William III of England died on March 8, 1702 and his sister-in-law Anne succeeded him. This blogger and author, Andrea Zuvich, takes great issue with the commonly accepted idea that he died because of a fall from his horse:
“William III died in a riding accident.” How many times have I heard this? According to the evidence, this was almost certainly not the case. William III had a constant battle with his lungs and it was a problem with his lungs that lead to his death – not merely falling from his horse. . . .

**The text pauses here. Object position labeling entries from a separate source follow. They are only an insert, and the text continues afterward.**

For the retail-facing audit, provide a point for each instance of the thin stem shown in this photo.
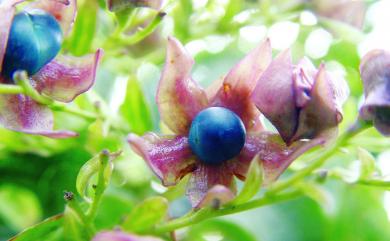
(375, 183)
(100, 187)
(357, 127)
(143, 33)
(207, 213)
(273, 194)
(22, 80)
(24, 87)
(73, 110)
(11, 89)
(74, 205)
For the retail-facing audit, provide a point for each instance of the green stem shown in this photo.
(143, 33)
(375, 183)
(273, 194)
(73, 110)
(11, 89)
(74, 205)
(23, 81)
(101, 185)
(207, 213)
(24, 87)
(357, 127)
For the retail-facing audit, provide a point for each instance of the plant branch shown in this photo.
(24, 87)
(209, 212)
(101, 185)
(143, 33)
(73, 204)
(357, 127)
(11, 89)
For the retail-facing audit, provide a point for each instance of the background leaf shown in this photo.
(146, 214)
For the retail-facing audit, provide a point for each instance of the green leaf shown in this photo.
(361, 215)
(367, 163)
(125, 16)
(19, 207)
(223, 230)
(135, 109)
(98, 140)
(115, 204)
(73, 228)
(317, 194)
(89, 170)
(252, 183)
(146, 214)
(343, 30)
(42, 230)
(84, 28)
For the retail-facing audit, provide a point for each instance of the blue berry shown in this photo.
(34, 40)
(216, 135)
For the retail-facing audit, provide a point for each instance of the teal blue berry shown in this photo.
(34, 40)
(216, 135)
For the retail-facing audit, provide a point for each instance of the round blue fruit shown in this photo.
(216, 135)
(34, 40)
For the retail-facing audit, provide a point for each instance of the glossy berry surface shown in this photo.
(34, 40)
(216, 135)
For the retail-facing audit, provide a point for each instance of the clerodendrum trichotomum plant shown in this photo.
(227, 148)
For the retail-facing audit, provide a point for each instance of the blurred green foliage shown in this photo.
(34, 171)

She presents evidence from his autopsy and concludes:
In plain English, he died from pneumonia: his lungs were in a terrible state. He had suffered from chronic asthma throughout his life, and as we know, pneumonia is most likely to occur in those who are elderly, very young, or chronically ill. William was chronically ill. Even in our own time, people die from pneumonia regularly throughout the world.
So, what about the broken bone which has constantly been attributed to his death? . . .
It had been set and was okay:
Nonetheless, the Jacobites (followers of King James II) merrily toasted to the mole as the “gentleman in the black velvet waistcoat,” for pushing William towards the Grim Reaper – something they had attempted but been unable to do.
I feel quite sorry for William. By the time of his death, he had ruled alone as King since his wife Mary’s untimely death in 1694 and he had been the target of several unsuccessful assassination attempts. He knew he was despised because he was a foreigner – a Dutchman on the throne of England. He felt more comfortable around his fellow Dutchmen, but this only served to make him all the more unpopular. . . .
By 1702, of course, the Jacobites were backing James II's male heir, James Francis Edward Stuart, whom King Louis XIV of France recognized as King James III of England and VIII of Scotland when James II died in 1701.